E é assim que deve ser. Isto é um grande exemplo para outras terras em que os espíritos se não congregam para seguir o caminho da paz e união. Por isso os nossos patrícios compreendem bem o quanto é mais digno reinar entre si a franca amizade, desprezando os caprichos e questiúnculas fomentadas por cérebros rudes e pequeninos, que só provam o seu atraso moral e intelectual.       Nestes termos falou na ocasião o sócio da Estudantina, António de Almeida Cruz, o qual, depois de proferir o seu belo improviso, recebeu uma veemente salva de palmas. E nós, appoiando-o também daqui, apoiamos com mais ardor as suas últimas e vibrantes frases, que incitavam os sócios dos dois grupos ali reunidos a continuarem a estudar e a avançar no seu caminho, que é o da civilisação, do progresso e da fraternidade!
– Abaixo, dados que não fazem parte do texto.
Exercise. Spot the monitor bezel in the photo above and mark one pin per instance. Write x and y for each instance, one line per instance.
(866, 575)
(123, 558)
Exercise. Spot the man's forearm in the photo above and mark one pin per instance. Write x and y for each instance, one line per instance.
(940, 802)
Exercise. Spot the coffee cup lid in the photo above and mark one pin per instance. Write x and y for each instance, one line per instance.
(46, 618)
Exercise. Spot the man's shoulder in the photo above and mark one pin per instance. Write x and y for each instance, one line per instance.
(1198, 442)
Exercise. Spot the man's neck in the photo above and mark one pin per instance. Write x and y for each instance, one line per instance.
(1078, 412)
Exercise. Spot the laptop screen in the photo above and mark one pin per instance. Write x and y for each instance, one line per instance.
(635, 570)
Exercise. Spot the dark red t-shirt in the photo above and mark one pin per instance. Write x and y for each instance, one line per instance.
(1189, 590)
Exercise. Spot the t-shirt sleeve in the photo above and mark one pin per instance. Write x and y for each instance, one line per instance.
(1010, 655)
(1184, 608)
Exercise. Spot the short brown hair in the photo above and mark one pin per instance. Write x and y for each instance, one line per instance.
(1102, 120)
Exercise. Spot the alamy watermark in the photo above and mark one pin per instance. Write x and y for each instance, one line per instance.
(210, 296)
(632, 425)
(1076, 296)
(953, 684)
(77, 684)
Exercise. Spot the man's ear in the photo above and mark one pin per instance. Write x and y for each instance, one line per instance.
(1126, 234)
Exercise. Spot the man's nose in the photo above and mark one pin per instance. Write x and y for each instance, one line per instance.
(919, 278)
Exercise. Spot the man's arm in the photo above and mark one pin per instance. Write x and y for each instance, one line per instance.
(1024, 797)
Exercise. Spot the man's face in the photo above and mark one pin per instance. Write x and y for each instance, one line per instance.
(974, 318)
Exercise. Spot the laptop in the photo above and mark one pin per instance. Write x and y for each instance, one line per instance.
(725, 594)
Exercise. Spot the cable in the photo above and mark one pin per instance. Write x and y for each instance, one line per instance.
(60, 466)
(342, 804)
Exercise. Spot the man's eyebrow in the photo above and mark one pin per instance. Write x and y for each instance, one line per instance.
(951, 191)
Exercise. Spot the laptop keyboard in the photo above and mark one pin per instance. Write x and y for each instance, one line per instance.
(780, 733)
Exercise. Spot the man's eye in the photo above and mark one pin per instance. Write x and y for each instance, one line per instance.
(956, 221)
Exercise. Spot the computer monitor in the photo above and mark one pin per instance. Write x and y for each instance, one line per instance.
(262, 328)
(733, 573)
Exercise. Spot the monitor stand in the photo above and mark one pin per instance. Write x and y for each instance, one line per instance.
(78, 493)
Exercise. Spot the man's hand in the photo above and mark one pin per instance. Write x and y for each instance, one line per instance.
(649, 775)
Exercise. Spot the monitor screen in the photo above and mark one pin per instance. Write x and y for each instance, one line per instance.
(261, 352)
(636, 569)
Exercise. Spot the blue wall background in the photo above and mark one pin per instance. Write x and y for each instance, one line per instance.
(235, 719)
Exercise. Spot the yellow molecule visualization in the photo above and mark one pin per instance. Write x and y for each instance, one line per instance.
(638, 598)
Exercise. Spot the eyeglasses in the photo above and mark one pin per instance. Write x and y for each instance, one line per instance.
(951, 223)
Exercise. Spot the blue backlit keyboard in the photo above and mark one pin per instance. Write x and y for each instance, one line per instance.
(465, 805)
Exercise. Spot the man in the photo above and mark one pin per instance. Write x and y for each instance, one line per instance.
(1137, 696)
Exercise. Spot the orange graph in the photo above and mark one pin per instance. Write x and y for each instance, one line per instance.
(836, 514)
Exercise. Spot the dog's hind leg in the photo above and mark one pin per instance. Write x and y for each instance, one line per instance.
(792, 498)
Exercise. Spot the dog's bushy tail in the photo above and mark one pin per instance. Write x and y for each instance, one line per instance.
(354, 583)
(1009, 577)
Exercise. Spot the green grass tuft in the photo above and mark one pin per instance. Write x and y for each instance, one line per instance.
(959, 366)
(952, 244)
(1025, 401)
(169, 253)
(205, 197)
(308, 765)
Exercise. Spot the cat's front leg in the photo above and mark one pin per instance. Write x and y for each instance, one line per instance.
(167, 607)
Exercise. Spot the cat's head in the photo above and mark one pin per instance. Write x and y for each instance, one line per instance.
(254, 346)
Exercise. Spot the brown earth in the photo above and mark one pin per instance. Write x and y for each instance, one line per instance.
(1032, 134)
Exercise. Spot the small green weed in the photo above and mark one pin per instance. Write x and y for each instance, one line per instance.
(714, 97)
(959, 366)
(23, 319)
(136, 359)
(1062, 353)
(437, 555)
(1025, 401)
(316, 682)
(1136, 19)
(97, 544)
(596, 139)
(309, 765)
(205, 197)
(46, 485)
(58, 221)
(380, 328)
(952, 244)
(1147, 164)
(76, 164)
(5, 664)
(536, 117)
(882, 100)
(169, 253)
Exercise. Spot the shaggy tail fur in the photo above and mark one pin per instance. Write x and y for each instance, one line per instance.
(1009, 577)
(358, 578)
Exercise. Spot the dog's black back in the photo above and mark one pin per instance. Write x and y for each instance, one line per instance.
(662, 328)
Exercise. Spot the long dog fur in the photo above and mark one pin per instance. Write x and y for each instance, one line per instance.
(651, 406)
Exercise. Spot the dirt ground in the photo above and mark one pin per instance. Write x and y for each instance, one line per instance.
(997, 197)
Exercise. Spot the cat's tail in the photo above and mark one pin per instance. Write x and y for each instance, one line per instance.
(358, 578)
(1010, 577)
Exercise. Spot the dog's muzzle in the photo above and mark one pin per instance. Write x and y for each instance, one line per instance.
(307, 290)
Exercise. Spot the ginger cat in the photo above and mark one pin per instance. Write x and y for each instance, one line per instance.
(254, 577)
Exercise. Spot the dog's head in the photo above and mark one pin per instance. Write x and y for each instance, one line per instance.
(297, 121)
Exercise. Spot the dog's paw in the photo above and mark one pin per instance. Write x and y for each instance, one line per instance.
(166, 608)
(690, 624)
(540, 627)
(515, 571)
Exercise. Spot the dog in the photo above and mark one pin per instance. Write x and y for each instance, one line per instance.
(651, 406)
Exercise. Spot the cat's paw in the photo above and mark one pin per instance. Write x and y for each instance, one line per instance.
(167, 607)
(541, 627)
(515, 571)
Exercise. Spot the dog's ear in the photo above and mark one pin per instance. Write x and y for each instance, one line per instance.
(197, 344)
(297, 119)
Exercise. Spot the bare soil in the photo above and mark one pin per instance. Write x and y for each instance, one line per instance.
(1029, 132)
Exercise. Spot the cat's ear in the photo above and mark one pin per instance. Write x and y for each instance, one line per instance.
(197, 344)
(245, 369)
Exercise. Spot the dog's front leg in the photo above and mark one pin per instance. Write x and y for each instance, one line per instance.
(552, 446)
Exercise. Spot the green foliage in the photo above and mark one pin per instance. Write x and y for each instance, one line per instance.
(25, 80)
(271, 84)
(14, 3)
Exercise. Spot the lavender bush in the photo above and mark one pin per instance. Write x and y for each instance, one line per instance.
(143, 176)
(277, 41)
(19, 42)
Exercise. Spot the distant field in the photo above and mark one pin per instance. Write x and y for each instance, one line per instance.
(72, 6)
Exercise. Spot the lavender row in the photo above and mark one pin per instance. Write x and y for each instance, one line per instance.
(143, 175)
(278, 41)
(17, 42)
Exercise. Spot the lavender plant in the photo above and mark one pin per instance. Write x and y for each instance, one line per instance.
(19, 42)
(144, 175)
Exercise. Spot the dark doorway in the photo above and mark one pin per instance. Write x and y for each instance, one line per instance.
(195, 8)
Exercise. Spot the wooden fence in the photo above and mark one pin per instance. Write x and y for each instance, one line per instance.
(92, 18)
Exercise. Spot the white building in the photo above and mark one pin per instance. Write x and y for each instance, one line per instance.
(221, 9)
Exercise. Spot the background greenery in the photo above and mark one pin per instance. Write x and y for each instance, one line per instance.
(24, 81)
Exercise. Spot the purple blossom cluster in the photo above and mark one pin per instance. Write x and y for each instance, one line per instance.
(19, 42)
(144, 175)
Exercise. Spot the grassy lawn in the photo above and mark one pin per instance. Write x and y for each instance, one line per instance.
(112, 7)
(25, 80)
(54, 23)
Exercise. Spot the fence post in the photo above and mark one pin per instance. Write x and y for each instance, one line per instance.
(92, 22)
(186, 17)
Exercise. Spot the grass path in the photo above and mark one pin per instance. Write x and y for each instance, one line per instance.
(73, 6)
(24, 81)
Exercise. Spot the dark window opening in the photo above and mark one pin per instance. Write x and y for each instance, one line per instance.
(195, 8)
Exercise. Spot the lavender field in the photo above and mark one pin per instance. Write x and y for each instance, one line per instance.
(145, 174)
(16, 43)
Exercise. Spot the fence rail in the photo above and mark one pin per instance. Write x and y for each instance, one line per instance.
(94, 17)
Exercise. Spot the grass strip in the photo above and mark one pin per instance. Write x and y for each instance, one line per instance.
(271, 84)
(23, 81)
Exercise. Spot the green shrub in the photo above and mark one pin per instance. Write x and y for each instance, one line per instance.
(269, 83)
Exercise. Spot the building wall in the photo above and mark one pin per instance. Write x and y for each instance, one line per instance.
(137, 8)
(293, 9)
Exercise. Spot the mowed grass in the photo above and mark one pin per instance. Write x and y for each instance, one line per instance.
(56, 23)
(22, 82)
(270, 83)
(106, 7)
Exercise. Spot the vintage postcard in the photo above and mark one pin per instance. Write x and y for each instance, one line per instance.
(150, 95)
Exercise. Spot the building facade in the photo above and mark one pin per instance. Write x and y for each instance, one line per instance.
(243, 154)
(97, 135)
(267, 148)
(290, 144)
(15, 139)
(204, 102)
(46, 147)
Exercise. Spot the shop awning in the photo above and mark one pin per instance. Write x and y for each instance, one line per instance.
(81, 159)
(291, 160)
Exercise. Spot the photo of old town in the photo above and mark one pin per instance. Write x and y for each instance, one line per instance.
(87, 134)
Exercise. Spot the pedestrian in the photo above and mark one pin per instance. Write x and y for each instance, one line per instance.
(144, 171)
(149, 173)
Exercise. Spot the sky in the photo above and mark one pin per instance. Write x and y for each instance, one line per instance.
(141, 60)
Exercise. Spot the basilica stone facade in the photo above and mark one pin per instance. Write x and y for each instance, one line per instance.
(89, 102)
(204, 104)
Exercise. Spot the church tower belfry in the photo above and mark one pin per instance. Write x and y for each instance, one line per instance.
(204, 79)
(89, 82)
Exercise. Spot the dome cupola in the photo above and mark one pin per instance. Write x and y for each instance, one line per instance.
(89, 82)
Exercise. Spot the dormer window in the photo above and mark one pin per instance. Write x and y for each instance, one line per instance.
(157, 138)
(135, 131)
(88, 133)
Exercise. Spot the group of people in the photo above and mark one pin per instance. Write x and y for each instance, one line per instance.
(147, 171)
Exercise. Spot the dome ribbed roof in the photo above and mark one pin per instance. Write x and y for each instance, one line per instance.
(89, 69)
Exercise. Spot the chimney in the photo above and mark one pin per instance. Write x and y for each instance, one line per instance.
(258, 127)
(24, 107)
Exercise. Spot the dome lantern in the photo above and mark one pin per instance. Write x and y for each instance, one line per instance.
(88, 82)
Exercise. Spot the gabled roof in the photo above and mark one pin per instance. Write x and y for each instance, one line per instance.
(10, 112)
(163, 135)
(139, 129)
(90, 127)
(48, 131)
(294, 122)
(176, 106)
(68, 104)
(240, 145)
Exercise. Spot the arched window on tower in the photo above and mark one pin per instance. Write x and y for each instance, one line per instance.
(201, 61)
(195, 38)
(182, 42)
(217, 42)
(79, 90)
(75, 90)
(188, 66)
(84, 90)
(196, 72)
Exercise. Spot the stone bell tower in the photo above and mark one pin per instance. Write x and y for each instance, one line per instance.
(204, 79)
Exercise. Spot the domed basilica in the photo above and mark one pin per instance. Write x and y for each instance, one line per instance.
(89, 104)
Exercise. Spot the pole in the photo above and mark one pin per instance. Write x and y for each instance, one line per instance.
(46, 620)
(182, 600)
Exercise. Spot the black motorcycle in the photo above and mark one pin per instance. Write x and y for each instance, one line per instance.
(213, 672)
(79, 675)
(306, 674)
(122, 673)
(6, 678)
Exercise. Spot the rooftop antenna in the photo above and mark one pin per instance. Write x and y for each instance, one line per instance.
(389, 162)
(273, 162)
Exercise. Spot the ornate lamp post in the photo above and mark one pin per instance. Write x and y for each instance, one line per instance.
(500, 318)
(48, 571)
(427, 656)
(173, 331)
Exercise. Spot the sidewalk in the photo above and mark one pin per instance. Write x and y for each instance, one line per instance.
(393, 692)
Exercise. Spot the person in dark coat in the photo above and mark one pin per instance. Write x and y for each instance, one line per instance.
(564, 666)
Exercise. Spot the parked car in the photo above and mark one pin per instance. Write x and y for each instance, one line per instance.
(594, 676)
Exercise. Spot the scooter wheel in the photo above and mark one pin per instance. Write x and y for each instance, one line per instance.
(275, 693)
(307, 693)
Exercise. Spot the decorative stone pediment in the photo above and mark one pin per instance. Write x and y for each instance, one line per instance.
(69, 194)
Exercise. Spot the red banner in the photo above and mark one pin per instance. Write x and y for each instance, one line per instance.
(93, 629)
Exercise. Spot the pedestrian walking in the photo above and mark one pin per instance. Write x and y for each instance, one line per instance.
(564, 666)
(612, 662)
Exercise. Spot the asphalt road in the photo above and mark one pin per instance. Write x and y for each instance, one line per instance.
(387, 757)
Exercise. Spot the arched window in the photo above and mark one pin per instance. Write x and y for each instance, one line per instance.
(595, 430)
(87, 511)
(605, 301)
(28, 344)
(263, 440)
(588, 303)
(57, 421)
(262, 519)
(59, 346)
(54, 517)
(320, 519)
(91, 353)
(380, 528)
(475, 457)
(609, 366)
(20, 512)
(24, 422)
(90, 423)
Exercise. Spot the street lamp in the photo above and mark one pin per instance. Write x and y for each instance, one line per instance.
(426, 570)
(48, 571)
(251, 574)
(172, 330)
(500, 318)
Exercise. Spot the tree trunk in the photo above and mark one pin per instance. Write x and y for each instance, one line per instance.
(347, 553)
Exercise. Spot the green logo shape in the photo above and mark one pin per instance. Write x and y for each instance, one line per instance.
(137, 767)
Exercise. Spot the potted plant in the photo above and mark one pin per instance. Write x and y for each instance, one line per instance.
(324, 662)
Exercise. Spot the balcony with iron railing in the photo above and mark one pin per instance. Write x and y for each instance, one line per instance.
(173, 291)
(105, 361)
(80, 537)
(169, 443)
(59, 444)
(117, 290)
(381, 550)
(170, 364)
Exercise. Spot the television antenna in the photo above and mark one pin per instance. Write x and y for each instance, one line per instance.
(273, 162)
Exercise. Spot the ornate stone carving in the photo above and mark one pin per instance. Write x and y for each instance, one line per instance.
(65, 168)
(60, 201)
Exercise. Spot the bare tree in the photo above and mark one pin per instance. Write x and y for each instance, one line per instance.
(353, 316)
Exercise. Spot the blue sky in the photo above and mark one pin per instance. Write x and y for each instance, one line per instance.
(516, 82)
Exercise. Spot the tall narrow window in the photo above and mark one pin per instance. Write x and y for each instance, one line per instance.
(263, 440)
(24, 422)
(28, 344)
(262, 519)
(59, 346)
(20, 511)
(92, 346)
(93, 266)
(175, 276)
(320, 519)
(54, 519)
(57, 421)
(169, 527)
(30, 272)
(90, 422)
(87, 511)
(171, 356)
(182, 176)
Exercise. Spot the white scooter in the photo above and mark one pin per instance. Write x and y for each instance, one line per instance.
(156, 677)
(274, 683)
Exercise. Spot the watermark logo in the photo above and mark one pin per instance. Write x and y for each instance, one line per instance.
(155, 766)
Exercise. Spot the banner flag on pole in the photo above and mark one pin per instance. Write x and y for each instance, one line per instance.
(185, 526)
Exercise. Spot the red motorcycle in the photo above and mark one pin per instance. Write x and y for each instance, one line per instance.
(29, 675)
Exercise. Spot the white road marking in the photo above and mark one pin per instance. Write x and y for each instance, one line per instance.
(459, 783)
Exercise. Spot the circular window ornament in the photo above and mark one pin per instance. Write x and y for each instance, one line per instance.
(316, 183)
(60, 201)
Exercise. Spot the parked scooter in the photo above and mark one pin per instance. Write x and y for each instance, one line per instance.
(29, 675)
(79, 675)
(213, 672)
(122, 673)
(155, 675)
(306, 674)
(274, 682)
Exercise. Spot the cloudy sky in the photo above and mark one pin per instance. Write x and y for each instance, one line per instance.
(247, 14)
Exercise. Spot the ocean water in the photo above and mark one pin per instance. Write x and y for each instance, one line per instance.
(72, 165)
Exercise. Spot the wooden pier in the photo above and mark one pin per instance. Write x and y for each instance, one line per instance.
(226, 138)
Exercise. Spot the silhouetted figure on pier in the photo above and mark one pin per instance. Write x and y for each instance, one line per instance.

         Oxalá ele fosse imitado pelos rapazes doutras terras mais populosas e mais importantes do concelho da Figueira. Orgulhamo-nos de dizer isto, creiam-no. O Grupo Instrução retirou depois, sendo acompanhado até à sua aula pelos sócios da Estudantina. Ali foi também servido a estes um delicado copo de água, com o qual, e entre alguns vivas, terminou a simpática festa de domingo”.

         Prosseguiam os espectáculos. Não interessa registar todas as notícias, mas não resistimos a transcrever mais esta, especialmente para deixar registo de alguns amadores. “Apesar das fortes e persistentes bátegas de água com que a noite de sábado passado se dignou mimosear-nos, o teatro do nosso bom amigo sr. João dos Santos bem depressa se encheu de espectadores, que ali iam assistir à récita anunciada para aquele dia e promovida pelo Grupo Instrução Tavaredense. A primeira parte do espectáculo foi preenchida pelo grupo musical, que executou o seu hino, um bonito ordinário e a valsa Riso e Assobio. Esta música, como originalidade pouco conhecida aqui, despertou da plateia muitas gargalhadas. Nesta ocasião a exma. srª D. Maria Águas Ferreira ofereceu ao Grupo uma linda e valiosa fita de seda, colocando-a no estandarte da mesma colectividade.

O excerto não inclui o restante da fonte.